Chefs are going out of their way to make use of everything that comes into their kitchens—and bragging about it. And now vegetable trimmings are getting their star turn too. In my latest story in the Wall Street Journal, I chart how the hanger steak at Park Avenue Spring comes with “nose-to-tail beets”—the root, roasted and lightly pickled, served with sautéed greens and stems. At Miller Union in Atlanta, a ruby chard-stem chutney accompanies the cheese plate. Chef Andrew Wisehart, the vegetable wizard at Gardner in Austin, sautés broccoli florets and serves them with a salad of broccoli leaves and flowers and sprinkles it all with dehydrated, powdered broccoli stalks to further boost the broccoli flavor. Foxy Organic, a national produce company, just started selling broccoli leaves at grocery stores across the country.
But the point chefs want to make is this: Too much food that’s thrown away doesn’t belong in the trash.
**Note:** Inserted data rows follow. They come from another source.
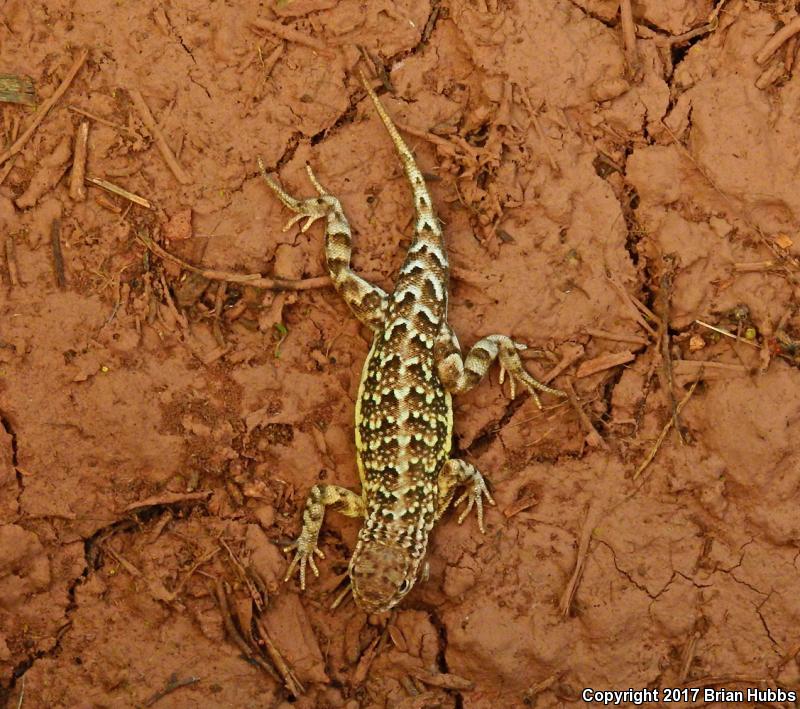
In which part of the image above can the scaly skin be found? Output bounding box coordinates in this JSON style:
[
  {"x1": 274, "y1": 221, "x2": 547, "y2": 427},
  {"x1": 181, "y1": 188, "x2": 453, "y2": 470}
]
[{"x1": 262, "y1": 75, "x2": 564, "y2": 613}]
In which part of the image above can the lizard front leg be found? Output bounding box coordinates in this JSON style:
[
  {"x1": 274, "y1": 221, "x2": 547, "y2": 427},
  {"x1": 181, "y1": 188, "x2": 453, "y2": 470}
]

Squash skins are edible. So are kale ribs, beet greens, fennel tops, even carrot skins, which most of the time just need a good scrub. “Given the scale of hunger in this country, we need to convert what can be eaten into actual meals,” said Jonathan Bloom, author of “American Wasteland: How America Wastes Nearly Half of Its Food (And What We Can Do About It).”
What do you think? Are you going out of your way to use this stuff? I personally am a big fan of broccoli leaves! Let me know.